Popstar: Never Stop Never Stopping tells the could-almost-be-true story of Conner4Real, a modern pop icon who got his start in a pop-rap group called the Style Boyz. As best friends and band mates in the Style Boyz, Lawrence (Akiva Schaffer), Owen (Jorma Taccone), and Conner (Andy Samberg) were an unstoppable trio. But, as it always goes, success ruins the friend dynamic, the band breaks up, and Connor goes solo. Owen, armed with an array of equipment, but most importantly an iPod, stays on as Connor’s DJ and Lawrence finds a new home in Middle America as a farmer and amateur woodworker.
The mockumentary captures Connor’s professional and personal struggles, including the usual rise-fall-redemption story so often portrayed in real biopics. The clever part of this film is that the satire does not need an original story to work but rather an exhausted one. And it does work.
Samberg, playing a more oblivious version of his well-known charming goof persona, has never looked more comfortable and the rest of the main cast is similarly strong. The endless cameos are a stunt but also super enjoyable and considering the sheer number of them – it must be a record – they are impressively effective. All of Sambergs friends from across film and music have come ready to play.

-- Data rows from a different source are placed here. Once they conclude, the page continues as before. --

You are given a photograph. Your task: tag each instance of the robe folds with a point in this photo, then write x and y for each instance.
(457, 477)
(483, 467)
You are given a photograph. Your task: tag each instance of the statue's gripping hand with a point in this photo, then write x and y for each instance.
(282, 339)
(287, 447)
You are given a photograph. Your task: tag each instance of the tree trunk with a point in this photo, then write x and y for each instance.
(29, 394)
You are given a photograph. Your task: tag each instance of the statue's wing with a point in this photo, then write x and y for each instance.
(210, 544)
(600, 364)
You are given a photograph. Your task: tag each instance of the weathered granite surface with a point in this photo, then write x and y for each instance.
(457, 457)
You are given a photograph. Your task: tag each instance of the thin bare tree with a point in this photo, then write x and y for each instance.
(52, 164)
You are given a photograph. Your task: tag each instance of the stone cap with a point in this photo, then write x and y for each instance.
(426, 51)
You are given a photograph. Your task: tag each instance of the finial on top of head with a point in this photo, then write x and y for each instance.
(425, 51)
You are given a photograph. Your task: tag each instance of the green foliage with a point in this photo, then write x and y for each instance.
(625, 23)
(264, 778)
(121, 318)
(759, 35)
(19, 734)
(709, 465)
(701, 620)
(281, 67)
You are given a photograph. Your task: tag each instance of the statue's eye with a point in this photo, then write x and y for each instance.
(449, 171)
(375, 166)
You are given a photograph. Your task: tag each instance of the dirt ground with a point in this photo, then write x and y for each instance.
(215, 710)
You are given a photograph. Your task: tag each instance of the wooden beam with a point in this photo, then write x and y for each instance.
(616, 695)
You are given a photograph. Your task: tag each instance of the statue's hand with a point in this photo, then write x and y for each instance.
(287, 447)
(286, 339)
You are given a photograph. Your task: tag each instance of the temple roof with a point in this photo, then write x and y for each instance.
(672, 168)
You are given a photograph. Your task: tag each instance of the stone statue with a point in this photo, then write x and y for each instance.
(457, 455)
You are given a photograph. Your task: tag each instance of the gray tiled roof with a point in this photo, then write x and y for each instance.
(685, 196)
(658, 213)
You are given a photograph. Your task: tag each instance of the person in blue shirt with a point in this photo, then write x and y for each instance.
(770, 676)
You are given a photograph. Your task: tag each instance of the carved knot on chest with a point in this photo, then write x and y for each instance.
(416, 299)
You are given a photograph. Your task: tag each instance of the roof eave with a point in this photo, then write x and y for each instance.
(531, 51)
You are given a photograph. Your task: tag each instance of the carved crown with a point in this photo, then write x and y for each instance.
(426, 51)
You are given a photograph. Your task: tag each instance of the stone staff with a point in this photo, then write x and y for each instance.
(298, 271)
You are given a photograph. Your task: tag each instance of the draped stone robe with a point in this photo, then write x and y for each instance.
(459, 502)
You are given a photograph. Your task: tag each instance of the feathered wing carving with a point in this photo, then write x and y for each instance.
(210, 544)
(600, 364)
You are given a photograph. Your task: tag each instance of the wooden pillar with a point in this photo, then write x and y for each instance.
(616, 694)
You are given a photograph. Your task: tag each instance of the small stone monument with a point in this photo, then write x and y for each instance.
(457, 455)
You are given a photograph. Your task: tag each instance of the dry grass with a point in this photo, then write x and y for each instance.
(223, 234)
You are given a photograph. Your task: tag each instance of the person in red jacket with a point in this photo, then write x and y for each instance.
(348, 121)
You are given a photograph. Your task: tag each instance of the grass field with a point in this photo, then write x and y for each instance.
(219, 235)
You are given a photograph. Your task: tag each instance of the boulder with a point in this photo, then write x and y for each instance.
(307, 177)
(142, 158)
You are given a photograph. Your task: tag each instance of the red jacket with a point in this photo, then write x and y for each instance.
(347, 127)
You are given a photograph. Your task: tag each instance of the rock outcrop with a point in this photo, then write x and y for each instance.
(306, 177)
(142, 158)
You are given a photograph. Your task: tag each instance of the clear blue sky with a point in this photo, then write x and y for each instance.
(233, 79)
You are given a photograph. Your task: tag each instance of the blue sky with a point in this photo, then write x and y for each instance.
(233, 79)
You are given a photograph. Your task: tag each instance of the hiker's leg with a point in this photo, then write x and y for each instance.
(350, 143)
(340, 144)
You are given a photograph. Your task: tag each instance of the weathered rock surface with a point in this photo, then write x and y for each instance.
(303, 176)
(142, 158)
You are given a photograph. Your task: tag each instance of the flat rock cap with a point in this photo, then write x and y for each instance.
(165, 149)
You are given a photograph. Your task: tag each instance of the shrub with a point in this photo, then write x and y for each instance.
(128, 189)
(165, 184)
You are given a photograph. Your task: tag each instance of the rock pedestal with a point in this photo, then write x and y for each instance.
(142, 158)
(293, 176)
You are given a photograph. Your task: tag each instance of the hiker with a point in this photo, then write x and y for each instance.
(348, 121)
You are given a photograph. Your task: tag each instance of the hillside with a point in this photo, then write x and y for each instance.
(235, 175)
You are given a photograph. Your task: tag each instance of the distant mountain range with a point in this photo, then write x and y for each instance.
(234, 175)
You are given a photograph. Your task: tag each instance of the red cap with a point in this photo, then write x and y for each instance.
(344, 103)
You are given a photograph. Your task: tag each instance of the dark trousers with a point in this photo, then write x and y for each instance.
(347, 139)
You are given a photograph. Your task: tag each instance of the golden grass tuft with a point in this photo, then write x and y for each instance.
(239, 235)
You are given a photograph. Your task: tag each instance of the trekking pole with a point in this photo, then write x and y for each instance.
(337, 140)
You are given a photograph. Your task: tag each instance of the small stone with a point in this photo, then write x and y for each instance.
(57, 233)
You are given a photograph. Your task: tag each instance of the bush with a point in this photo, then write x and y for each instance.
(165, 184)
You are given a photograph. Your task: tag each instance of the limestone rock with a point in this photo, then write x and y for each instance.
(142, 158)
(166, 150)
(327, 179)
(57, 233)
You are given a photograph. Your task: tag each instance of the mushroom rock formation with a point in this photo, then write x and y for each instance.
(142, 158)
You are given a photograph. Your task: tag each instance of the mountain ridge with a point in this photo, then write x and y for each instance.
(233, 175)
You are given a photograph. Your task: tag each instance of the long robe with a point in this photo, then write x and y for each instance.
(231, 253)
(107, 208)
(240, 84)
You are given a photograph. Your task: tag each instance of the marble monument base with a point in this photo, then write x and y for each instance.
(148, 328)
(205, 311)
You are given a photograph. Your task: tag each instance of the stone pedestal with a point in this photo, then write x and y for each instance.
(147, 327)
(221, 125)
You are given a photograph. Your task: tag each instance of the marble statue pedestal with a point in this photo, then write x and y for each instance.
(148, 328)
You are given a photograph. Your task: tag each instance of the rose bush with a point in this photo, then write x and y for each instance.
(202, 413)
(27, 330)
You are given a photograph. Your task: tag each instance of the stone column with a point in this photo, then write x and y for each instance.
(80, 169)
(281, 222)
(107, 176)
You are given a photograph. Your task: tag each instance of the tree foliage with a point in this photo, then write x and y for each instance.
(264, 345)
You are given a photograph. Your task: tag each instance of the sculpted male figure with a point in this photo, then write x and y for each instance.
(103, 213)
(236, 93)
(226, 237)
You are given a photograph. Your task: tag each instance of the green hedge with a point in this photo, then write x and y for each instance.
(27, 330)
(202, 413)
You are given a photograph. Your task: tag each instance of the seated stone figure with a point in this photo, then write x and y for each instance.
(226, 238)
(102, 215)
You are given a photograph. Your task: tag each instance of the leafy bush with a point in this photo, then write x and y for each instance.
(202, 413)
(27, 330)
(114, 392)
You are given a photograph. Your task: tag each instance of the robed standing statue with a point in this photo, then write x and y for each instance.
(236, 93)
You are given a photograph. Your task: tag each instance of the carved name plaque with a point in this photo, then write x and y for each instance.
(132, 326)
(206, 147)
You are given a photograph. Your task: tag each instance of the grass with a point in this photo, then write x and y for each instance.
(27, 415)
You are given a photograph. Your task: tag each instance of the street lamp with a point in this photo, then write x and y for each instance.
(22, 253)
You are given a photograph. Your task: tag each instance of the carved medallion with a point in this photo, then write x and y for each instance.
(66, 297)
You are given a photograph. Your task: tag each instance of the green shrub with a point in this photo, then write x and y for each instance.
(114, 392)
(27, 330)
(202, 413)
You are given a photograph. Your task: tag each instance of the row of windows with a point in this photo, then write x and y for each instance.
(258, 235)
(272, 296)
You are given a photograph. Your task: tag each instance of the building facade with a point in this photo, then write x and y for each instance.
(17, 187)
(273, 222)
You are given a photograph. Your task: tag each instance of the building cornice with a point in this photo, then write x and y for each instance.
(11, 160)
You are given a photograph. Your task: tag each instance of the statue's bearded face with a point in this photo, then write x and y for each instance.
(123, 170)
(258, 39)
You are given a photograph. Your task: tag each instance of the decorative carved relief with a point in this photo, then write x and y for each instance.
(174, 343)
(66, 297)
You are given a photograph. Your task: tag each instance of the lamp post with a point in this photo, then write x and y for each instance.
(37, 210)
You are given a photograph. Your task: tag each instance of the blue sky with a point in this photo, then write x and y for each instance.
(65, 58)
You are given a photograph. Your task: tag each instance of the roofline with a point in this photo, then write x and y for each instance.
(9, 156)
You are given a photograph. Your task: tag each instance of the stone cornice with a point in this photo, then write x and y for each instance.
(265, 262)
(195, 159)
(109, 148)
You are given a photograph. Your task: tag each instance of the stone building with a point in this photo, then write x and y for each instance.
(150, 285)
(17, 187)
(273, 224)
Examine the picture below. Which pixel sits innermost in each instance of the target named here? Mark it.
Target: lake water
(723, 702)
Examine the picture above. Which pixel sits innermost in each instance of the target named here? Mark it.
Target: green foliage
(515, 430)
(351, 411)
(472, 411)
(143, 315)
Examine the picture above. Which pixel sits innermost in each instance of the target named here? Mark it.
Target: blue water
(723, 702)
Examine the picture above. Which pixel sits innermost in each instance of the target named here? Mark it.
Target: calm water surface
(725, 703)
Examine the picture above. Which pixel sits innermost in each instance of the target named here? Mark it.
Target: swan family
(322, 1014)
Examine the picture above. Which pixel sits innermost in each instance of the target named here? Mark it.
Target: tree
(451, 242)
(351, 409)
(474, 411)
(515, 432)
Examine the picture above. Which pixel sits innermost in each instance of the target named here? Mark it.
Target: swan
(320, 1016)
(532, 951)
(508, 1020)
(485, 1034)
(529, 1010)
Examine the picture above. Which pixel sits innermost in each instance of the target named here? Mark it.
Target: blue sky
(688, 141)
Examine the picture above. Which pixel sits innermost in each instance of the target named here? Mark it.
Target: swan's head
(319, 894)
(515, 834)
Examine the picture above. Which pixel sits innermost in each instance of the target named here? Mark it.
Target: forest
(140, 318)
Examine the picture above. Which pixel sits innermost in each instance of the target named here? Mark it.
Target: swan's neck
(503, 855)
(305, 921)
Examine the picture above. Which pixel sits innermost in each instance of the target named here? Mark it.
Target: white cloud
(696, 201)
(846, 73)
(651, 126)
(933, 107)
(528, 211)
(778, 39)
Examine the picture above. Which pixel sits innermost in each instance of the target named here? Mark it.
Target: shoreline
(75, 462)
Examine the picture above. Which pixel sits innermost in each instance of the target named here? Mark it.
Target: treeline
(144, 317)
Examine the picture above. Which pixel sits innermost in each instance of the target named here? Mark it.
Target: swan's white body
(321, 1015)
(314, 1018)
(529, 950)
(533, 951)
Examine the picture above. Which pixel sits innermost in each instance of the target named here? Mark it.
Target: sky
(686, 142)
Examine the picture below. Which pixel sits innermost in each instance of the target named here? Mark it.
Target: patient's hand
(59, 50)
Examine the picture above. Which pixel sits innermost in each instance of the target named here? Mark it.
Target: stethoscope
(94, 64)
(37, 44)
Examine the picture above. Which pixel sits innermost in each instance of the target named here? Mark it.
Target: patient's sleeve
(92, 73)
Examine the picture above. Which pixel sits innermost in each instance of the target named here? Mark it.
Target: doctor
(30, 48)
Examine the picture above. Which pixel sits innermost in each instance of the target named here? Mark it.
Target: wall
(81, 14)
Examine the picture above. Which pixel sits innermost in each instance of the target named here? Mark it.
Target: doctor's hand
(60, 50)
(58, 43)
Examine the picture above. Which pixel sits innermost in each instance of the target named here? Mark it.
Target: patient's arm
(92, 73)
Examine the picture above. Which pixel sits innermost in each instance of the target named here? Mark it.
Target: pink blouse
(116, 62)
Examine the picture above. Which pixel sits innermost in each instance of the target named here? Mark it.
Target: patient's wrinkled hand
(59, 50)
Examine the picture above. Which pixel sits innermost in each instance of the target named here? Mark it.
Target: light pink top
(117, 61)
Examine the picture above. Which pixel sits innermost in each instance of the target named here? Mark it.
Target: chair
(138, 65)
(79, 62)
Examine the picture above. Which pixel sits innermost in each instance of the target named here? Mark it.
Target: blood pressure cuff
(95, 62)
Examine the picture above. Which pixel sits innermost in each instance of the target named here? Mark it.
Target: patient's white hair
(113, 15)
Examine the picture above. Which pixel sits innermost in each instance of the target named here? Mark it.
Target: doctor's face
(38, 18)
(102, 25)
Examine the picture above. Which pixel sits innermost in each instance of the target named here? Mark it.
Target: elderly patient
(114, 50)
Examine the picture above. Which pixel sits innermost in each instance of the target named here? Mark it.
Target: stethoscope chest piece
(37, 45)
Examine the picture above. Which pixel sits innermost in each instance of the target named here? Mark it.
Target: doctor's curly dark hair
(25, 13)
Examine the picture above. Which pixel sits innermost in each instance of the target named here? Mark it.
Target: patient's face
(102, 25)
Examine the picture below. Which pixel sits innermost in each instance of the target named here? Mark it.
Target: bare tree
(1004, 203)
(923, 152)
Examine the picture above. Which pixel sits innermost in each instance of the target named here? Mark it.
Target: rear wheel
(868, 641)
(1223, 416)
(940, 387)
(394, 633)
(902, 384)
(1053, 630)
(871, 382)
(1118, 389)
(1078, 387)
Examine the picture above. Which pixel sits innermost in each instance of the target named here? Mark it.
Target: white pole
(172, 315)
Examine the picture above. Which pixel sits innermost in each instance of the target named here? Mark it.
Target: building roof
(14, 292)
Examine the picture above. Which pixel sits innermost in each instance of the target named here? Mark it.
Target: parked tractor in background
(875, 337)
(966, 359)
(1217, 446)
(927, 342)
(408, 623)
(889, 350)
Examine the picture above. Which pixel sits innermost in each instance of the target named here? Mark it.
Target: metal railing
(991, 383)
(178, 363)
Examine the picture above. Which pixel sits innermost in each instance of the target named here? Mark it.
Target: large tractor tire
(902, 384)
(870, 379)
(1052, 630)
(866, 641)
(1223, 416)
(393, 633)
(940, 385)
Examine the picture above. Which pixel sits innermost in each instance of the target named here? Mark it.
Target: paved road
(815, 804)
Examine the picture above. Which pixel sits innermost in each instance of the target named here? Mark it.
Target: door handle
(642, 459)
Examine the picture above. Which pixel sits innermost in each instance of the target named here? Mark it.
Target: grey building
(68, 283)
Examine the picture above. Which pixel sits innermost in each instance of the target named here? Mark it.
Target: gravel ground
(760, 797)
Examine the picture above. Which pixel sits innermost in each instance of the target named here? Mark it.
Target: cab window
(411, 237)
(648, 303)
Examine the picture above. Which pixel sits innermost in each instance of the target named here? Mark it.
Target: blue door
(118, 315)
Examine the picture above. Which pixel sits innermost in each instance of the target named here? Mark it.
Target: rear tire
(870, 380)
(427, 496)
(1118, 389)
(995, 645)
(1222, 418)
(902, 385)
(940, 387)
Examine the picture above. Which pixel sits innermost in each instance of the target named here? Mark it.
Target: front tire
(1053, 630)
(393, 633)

Nas (yes, that Nas) has some of the best lines in the whole thing.
What makes the film work beyond the well-written jokes is the seamless transition between different types of “footage” and set pieces. There’s old home videos, musical numbers, old musical numbers, interviews, photo-shoots, and everything else typically found in a standard music documentary. Mockumentaries walk a very fine line between believability and all-out farce, and for most of Popstar, the balance is struck.
Despite a diverse array of targets, including Justin Beiber, U2 and Tyler, a paper-thin plot, a parade of cameos, and some jokes that inevitably fall flat, Samberg and company somehow makes it work.
With the limited amount of quality satire offered to moviegoers these days, Popstar stands out could very well cement itself as a cult hit.